261 karmaJoined Oct 2018


Thanks for this great post! Really fascinating!

Sorry if this was already asked, but I couldn't see it: how likely is it that pathogens would be able to develop resistance to UVC, and how quickly might that happen? If it did happen, how big a concern would it be? E.g. would it just be a return to the status quo, or would it be an overcorrection?

I really like the way Derek Parfit distinguishes between consequentialist and non-cosequentialist theories in 'Reasons and Persons'.

All moral theories give people aims. A consequentialist theory gives everyone the same aims (e.g. maximize total happiness). A non-consequentialist theory gives different people different aims (e.g. look after your own family).

There is a real important difference there. Not all moral theories are consequentialist.

Thanks for writing this up, this is a really interesting idea.

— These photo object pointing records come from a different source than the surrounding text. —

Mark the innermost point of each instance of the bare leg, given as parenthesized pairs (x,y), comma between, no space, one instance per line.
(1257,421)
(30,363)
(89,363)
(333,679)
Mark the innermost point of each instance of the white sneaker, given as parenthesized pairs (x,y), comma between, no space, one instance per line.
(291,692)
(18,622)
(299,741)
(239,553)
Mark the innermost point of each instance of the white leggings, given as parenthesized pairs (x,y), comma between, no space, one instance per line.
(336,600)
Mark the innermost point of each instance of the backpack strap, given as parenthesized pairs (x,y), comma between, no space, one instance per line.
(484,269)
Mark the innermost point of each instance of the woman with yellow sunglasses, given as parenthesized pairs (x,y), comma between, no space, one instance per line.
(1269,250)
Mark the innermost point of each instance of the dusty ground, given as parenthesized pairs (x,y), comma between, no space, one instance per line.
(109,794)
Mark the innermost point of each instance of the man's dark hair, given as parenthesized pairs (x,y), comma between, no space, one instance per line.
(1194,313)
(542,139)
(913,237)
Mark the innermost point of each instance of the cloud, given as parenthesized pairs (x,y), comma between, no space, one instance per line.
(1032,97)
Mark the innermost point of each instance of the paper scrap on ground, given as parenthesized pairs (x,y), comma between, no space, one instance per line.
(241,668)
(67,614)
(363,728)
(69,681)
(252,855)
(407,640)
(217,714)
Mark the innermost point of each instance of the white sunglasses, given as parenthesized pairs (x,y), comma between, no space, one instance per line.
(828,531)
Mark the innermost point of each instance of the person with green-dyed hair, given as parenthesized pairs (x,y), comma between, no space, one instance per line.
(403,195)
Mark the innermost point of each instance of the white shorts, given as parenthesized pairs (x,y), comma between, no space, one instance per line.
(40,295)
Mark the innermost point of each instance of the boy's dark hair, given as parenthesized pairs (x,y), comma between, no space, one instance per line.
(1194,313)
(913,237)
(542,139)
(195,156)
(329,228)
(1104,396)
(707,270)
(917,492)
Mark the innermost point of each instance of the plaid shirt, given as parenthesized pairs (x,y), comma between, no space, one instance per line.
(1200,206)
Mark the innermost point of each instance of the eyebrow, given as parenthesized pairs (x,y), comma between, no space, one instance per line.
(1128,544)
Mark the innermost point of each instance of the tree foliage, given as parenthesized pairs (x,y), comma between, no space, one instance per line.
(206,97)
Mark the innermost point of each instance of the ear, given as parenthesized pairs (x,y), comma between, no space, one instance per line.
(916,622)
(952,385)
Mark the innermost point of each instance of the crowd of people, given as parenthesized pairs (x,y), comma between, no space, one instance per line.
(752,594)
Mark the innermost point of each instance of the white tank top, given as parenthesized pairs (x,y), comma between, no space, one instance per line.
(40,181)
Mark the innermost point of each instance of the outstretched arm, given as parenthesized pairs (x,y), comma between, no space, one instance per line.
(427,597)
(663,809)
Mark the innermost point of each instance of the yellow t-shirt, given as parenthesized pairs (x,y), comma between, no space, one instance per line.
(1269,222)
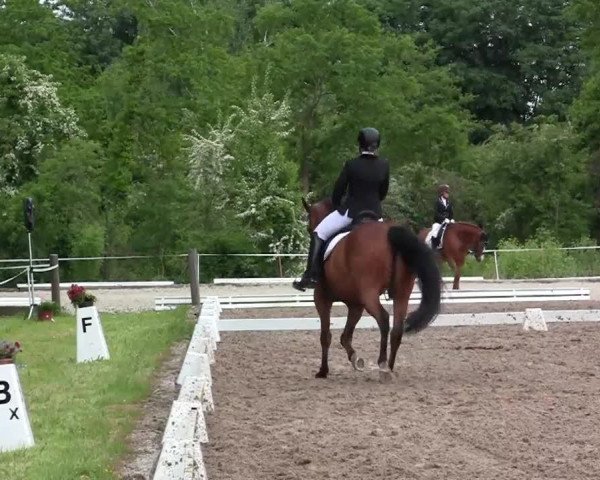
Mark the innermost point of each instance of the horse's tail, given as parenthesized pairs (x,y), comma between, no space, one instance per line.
(420,260)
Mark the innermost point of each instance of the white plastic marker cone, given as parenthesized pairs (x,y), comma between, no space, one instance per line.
(534,320)
(15,430)
(91,344)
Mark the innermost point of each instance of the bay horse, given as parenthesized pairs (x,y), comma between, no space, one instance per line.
(459,239)
(374,257)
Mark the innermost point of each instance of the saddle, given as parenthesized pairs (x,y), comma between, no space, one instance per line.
(365,216)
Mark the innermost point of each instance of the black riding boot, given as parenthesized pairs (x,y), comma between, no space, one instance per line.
(311,274)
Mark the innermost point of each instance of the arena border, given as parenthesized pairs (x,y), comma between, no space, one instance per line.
(181,457)
(443,320)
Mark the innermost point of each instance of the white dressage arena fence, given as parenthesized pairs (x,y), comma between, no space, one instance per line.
(185,432)
(450,296)
(288,281)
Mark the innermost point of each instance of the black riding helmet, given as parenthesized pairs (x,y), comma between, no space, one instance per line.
(368,139)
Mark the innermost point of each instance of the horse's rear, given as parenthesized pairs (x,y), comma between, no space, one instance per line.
(372,258)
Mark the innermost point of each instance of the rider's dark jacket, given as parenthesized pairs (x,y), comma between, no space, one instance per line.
(366,179)
(442,211)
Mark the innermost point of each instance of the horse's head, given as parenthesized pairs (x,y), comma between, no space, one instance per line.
(317,212)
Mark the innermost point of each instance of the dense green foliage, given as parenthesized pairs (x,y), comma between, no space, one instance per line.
(146,127)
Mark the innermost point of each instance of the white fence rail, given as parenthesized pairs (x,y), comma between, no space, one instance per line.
(459,296)
(277,257)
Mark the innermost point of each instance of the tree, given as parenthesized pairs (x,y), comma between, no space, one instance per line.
(516,59)
(539,181)
(243,166)
(342,73)
(32,121)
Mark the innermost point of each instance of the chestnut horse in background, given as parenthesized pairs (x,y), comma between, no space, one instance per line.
(459,239)
(372,258)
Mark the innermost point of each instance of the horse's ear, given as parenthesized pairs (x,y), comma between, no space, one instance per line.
(306,205)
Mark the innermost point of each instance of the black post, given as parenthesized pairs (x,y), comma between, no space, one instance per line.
(55,279)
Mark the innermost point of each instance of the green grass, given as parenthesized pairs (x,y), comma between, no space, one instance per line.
(81,413)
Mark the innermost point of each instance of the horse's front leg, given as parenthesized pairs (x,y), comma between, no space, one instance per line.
(354,315)
(323,304)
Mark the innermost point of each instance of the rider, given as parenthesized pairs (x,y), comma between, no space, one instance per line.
(443,214)
(366,179)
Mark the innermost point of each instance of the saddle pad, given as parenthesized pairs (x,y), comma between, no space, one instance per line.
(429,238)
(333,243)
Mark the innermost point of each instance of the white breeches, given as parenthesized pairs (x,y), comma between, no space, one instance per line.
(435,228)
(333,223)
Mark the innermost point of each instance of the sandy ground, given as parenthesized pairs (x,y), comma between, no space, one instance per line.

Personally, I find points 4, 5, and 6 really unconvincing. Are there any stronger arguments for these, that don't consist of pointing to a weird example and then appealing to the intuition that "it would be weird if this thing was conscious"?

Because to me, my intuition tells me that all these examples would be conscious. This means I find the arguments unconvincing, but also hard to argue against!

But overall I get that given the uncertainty around what consciousness is, it might be a good idea to use implementation considerations to hedge our bets. This is a nice post.

I think this is an interesting question, and I don't know the answer.

I think two quite distinct ideas are being conflated in your post though: (i) 'earning to give' and (ii) the GWWC 10% pledge.

These concepts are very different in my head.

'Earning to give': When choosing a career with the aim of doing good, some people should pick a career to maximize their income (perhaps subject to some ethical constraints), and then give a lot of it away to effective causes (probably a lot more than 10%). This idea tells you which jobs you should decide to work in.

GWWC pledge: Pretty much whoever you are, if you've got a decent income in a rich country, you should give 10% of it away to effective causes. This idea says nothing about which jobs you should be working in.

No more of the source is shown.